No llegué a diferenciar si los «dulces sueños» fue deseo certeza. Un frío maligno me despertó antes del amanecer. Al tiempo de darme la vuelta en la cama, mientras me arrebujaba entre las sábanas, eché un vistazo al dormitorio y sentí esa sensación de melancolía que se apodera de quien se supo feliz y teme no volver a serlo.

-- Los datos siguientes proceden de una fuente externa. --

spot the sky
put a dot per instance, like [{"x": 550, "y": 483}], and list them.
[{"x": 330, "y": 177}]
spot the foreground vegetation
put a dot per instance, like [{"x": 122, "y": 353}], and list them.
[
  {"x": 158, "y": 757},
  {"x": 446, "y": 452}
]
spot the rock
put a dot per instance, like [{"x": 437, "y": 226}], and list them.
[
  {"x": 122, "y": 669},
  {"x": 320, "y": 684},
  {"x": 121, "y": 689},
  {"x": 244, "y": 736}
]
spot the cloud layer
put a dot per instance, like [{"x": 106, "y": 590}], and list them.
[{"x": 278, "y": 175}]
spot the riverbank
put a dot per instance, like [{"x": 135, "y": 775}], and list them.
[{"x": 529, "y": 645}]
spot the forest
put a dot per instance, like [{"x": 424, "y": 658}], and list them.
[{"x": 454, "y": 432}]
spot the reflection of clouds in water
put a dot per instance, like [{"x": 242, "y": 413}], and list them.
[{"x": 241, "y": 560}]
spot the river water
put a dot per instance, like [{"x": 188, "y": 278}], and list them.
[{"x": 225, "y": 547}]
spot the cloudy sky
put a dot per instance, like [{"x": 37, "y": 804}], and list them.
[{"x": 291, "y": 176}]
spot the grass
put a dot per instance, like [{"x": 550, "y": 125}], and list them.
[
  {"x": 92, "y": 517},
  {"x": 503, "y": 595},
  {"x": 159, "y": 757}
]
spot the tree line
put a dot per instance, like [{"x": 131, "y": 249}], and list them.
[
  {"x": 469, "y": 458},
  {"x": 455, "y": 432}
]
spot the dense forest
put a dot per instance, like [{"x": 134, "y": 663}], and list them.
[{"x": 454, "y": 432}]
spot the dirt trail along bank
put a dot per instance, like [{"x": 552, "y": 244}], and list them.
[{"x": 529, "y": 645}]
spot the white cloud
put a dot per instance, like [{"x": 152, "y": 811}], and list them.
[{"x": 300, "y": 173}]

Es la misma opresión que siento ahora, cuando ya he recogido mis bártulos y de mi paso no queda otra cosa sino un par de vasos sucios, algunas botellas vacías y un cenicero colmado de tabaco consumido. Queda lejos la desagradable impresión que me inspiró esta habitación. Miro sus estrechuras con simpatía, seguramente sin ellas no habría tenido conciencia de los mil placeres que, por una presencia o desde la ausencia, me fueron otorgados para derribar los estrechos tabiques de mi soledad. Pero -siempre existe un pero- es hora de partir.

El cuarto de un espectro


martes, junio 08, 2004

Me despertó el tacto del viento tableteando en las persianas. Cuando abrí los ojos las luces espectrales de los relámpagos filtrándose a través de las rendijas me despejaron y luego el tronar seco que caracteriza a las tormentas de estas fechas acabó sino por desvelarme, si al menos arrancándome del sueño profundo para sumirme en un duermevela donde, de pronto todo el mundo era un montón de palabras exóticas como Skagerrad, Kategad, Sund, Jutlandia, Sonda, Hornos, Buena Esperanza, Matxitxako, Finisterrae, Cható, Sablon... espacios de los siete océanos y los setecientos mares recorridos en silencio por decenas de navíos dibujando estelas que trazaban una efimera tela de araña espumosa que confluía en un único punto.
Hasta yo mismo, en ese instante navegaba desde mi lecho, sobre un mar de cereal, verde aún, todavía no agostado; y me hace ilusión pensar que, el próximo viernes, cuando el verdadero aroma de la mar me despierte con las primeras luces del alba me será dado ver a todos esos veleros confluyendo en la Rosa de los Vientos de una Barcelona siempre cautivadora y acogedora, con los vientres fecundos de sus velas hinchados, ya sea por el Migjorn, el Garbi, el Ponent, el Mestral, la Tramuntana, el Gregal, el Levant o el Taloc.